Synthesis Agent detects gaps in pH-responsive silk delivery via contradiction flagging across Qi et al. (2017) and Wang et al. (2019), then Writing Agent uses latexEditText, latexSyncCitations for Gupta (2009), and latexCompile to generate review sections with exportMermaid diagrams of release profiles.

Use Cases

"Analyze release kinetics from silk fibroin nanoparticles in Gupta 2009 using Python."

Research Agent → searchPapers('Gupta silk fibroin curcumin') → Analysis Agent → readPaperContent → runPythonAnalysis (pandas plot of encapsulation efficiency) → matplotlib graph of sustained release data.

"Write LaTeX review on silk drug delivery for wound healing citing Tottoli 2020."

Research Agent → citationGraph(Tottoli 2020) → Synthesis Agent → gap detection → Writing Agent → latexEditText(draft section) → latexSyncCitations → latexCompile → PDF with silk scaffold diagrams.

"Find GitHub code for silk fibroin nanoparticle simulation models."

Research Agent → paperExtractUrls(Qi 2017) → paperFindGithubRepo → githubRepoInspect → Code Discovery workflow outputs simulation scripts for beta-sheet modeling linked to drug release.

Automated Workflows

Deep Research workflow scans 50+ papers via searchPapers on 'silk fibroin drug delivery', chains citationGraph to foundational Gupta (2009), and outputs structured report on release profiles.

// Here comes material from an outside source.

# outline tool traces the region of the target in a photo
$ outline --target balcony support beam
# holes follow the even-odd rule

DeepScan applies 7-step analysis with CoVe checkpoints to verify kinetics in Wang et al. (2019). Theorizer generates hypotheses on pH-responsive sericin from Kunz et al. (2016) and Holland et al. (2018).

Try Doxa for Silk-Based Drug Delivery Systems Research

Frequently Asked Questions

What defines Silk-Based Drug Delivery Systems?

Silk fibroin nanoparticles, films, and microspheres provide controlled release of drugs with tunable degradation and pH-responsiveness, as in Gupta (2009) for curcumin delivery.

What are key methods in silk drug delivery?

Electrospinning forms fibroin/chitosan nanofibers (Chen et al., 2012); blending encapsulates curcumin (Gupta, 2009); hydrogels use sericin for injectables (Wang et al., 2014).

What are top papers on this topic?

Gupta (2009) on curcumin nanoparticles (270 citations); Holland et al. (2018) biomedical silk review (757 citations); Tottoli et al. (2020) wound healing (1201 citations).

What open problems exist?

Scale-up for clinical pharmacokinetics, consistent pH-responsiveness, and immunogenicity reduction, as noted in Nguyen et al. (2019) and Qi et al. (2017).